Click on the Options tab to display the additional estimation settings:
- For the objective specification, we will provide tuning and breakdown values. Select the User-specified constants radio button and enter the values as depicted. The Stuning value of 2.937 is chosen to provide a breakdown of 0.25; the M-tuning value of 3.44 is chosen to produce relative efficiency of 0.85.
- Select Huber Type II standard errors.
- Under S options, enter values for the Number of trials, and Max refinements, as depicted. The Initial sample size will be pre-filled with the number of regressor variables specified on the first tab of the dialog—we will leave this at the default setting.
- Enter “5” in the Number of comparisons edit field so that EViews will refine the best 5 of the 200 trials.
Click on OK to accept the specification and options and to estimate the equation. EViews will display the results of the MM-estimation.
Notice that the top of the output displays various settings for both the S and the M-portions of the MM-estimation. In addition to showing the S-tuning value of 2.937 and associated breakdown value of 0.25, EViews reports that the S-estimation consists of 200 trials with initial coefficients obtained from a random initial sample size of 4 and 2 initial refinement steps. The final comparison involves fully refining 5 sets of the scale estimates and choosing the smallest scale estimate.

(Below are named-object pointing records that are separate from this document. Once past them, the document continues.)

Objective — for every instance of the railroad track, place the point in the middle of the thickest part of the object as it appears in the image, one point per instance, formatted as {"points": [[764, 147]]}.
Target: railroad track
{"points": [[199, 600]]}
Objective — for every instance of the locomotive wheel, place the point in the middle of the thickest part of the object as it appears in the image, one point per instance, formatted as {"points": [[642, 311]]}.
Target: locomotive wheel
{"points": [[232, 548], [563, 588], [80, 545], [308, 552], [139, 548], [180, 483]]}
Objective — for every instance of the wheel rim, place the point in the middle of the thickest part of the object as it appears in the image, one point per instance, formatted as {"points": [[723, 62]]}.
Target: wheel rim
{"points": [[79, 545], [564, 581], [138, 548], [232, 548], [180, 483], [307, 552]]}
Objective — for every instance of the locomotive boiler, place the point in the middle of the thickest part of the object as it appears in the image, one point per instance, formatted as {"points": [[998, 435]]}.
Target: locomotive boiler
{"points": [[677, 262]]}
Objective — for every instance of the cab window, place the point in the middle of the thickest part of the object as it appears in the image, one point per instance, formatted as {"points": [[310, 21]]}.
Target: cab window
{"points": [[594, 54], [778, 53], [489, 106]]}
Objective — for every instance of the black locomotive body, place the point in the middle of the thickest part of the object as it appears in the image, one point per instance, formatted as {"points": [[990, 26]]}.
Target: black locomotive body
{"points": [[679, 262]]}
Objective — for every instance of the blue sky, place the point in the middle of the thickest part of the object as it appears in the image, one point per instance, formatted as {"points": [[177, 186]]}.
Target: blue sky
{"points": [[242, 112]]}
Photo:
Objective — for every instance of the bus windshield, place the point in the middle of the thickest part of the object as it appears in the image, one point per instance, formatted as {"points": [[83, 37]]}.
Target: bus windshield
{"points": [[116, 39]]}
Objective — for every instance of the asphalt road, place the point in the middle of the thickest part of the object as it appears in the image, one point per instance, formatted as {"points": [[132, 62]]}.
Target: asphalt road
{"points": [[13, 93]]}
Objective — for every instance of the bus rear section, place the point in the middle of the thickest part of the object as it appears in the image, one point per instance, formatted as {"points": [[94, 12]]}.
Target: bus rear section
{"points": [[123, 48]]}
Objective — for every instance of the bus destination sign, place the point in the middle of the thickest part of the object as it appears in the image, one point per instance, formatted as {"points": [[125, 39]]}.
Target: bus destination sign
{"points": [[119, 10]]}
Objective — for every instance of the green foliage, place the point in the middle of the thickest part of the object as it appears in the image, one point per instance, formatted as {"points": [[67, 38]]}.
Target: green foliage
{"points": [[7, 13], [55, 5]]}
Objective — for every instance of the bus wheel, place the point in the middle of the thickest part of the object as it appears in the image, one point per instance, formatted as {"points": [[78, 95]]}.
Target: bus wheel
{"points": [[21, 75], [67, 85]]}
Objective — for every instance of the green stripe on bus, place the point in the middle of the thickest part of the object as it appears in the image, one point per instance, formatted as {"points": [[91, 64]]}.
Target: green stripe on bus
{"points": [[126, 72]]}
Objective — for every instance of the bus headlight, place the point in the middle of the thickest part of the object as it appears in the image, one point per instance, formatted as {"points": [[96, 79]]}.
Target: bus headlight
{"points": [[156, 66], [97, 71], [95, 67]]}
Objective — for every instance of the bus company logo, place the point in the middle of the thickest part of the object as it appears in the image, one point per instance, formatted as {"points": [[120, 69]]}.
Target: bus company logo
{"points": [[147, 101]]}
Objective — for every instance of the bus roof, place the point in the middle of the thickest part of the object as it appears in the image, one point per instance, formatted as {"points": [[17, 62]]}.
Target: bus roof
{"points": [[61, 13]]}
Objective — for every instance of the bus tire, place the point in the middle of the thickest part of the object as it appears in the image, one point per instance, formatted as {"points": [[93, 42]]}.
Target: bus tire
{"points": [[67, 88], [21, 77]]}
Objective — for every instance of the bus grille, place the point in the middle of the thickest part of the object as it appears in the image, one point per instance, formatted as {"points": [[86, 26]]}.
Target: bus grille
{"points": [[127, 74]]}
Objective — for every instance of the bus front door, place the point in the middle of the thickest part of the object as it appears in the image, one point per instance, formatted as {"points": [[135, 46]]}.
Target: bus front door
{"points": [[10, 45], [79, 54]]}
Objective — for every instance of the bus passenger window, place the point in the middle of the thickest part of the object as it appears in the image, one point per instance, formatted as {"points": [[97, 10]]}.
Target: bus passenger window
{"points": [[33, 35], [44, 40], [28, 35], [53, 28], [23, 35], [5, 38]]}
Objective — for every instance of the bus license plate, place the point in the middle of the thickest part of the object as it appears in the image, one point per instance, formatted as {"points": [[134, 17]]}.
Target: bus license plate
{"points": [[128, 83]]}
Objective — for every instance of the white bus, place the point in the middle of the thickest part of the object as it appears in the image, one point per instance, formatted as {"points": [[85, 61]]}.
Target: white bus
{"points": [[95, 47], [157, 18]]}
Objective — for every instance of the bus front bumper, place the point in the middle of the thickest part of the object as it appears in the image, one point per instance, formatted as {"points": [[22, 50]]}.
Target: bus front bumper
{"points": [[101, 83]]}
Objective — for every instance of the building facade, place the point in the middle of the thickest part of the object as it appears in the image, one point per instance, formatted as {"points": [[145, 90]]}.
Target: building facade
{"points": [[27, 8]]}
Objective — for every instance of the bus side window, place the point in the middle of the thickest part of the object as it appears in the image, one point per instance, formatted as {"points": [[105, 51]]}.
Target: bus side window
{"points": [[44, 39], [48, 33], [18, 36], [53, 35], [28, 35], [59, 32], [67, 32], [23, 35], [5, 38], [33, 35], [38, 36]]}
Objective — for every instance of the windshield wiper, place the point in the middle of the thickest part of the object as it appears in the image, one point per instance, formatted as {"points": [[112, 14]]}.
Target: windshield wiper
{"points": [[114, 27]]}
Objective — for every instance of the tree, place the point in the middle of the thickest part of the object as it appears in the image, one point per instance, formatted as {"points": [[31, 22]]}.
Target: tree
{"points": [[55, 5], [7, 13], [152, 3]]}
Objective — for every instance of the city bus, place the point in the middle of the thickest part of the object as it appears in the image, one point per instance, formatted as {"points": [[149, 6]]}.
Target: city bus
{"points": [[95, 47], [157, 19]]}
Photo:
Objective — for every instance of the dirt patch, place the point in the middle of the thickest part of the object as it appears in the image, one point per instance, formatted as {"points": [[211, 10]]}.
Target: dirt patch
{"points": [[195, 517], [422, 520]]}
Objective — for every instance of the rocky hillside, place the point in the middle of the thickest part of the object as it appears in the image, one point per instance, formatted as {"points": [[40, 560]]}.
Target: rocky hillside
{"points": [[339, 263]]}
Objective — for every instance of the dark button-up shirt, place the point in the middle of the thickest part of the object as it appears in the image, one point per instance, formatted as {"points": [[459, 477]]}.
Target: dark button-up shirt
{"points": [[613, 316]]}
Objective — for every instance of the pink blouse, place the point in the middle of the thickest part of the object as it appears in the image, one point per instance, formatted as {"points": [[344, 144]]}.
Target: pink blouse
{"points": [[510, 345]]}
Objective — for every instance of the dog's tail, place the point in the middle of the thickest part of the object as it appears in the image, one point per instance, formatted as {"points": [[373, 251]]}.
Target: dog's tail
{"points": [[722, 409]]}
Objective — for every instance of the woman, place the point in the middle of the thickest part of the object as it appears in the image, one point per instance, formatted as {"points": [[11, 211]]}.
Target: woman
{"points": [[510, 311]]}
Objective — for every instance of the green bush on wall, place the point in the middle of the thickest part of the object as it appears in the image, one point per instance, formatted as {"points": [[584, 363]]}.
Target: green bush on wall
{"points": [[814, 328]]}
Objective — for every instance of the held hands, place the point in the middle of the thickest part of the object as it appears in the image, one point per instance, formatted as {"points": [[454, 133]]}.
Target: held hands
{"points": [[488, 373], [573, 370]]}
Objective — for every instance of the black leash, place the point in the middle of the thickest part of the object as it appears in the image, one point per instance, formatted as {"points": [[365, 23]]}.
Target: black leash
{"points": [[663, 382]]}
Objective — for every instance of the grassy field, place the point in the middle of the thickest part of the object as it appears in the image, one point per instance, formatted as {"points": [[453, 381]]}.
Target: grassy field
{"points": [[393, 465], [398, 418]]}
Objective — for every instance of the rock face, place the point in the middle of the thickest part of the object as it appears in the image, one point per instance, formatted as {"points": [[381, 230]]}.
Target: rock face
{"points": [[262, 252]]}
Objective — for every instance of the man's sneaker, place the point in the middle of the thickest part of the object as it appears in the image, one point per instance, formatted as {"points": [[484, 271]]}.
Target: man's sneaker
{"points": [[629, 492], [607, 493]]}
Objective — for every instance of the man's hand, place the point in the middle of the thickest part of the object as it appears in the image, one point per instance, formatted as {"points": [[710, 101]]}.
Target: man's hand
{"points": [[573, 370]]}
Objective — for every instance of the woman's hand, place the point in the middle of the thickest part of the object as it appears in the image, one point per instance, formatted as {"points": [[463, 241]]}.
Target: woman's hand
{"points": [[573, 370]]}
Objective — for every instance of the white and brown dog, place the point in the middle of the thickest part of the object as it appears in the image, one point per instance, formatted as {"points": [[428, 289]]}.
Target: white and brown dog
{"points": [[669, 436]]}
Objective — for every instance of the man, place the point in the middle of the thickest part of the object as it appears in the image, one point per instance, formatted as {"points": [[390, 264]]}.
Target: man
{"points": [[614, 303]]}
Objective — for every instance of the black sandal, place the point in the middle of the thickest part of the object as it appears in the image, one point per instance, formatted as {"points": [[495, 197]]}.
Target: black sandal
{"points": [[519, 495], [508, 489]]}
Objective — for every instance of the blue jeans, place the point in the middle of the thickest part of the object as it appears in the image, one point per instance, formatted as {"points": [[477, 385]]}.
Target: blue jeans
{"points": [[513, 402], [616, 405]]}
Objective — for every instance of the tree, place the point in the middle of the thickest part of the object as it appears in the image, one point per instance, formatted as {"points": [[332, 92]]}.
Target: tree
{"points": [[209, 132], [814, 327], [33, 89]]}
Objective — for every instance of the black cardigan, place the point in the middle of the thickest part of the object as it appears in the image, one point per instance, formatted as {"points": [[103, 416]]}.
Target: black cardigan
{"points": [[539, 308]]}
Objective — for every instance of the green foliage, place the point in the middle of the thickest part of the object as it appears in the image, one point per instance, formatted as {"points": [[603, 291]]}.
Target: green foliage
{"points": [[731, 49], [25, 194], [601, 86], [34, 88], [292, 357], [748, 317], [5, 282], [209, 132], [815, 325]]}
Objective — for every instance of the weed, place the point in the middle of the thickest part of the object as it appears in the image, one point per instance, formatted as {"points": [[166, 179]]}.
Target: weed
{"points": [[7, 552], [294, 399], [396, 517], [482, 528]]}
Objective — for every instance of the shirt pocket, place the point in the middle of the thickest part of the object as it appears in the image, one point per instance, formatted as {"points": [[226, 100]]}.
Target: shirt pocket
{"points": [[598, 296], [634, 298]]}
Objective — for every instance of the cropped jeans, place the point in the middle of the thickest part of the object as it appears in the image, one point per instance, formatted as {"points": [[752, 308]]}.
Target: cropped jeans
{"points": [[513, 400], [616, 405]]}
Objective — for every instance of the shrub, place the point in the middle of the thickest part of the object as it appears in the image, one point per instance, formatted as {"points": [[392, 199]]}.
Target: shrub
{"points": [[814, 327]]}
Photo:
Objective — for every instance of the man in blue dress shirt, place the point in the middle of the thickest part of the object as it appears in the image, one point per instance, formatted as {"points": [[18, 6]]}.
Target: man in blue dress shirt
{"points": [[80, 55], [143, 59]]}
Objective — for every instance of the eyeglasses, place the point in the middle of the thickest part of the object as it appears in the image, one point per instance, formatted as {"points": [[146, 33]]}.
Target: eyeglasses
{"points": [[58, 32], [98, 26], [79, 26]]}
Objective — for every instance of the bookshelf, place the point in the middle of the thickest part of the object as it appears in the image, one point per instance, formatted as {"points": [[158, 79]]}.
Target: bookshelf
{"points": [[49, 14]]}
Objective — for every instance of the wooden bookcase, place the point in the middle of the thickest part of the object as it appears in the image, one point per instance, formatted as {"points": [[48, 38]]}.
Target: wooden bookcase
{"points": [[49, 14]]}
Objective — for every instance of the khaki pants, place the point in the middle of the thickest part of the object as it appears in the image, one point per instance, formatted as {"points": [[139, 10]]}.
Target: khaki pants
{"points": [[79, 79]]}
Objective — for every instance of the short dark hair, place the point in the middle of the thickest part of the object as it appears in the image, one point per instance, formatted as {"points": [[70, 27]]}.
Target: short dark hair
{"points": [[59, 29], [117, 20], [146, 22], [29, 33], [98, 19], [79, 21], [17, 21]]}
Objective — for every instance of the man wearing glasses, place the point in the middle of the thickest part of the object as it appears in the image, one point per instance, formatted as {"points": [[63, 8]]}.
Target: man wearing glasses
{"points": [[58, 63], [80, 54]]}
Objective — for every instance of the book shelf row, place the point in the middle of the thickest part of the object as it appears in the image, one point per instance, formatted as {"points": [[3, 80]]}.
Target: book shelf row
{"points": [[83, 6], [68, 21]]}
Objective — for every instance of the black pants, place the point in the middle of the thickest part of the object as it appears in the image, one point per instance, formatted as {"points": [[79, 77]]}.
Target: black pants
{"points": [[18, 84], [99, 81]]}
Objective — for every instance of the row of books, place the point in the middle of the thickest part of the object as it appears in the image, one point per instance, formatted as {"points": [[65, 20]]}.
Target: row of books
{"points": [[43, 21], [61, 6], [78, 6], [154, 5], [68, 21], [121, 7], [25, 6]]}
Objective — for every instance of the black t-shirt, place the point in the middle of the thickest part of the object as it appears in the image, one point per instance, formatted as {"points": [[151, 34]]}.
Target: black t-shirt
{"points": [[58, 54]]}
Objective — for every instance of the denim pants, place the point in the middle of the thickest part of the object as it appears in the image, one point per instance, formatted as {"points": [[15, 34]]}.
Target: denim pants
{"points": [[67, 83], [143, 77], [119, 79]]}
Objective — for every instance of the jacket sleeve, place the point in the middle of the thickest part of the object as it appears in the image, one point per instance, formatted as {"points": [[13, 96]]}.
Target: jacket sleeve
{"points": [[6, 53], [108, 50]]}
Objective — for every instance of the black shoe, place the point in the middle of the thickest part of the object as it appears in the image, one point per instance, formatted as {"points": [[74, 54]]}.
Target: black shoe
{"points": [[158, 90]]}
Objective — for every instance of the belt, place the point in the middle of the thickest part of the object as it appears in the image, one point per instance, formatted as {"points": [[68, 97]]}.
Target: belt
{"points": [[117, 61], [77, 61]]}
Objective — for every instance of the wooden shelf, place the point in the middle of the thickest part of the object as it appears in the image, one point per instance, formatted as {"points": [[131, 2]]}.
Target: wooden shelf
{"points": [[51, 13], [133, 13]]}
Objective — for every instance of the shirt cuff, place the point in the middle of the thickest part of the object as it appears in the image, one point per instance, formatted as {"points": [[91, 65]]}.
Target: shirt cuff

Once the scale estimate is obtained, EViews performs fixed scale M-estimation using the reported 3.44 tuning parameter.
EViews also reports information on the random number generator used to obtain the random subsamples, and the method used to obtain coefficient estimate covariances. Turning to the results, we note that despite the difference in robust estimation method, relative efficiency settings, and method of computing standard errors, the results from the Mestimation and the MM-estimation are generally quite similar. Most importantly, both estimates show statistically significant DISCHARGE coefficients of around -0.62 with roughly comparable coefficient standard errors (0.089 versus 0.13). The results for other coefficients are even closer.
The MM-estimate of the scale is considerably larger than that obtained from M-estimation (1.16 versus 0.73), but the overall goodness-of-fit measures and R2N statistic and test results are quite similar.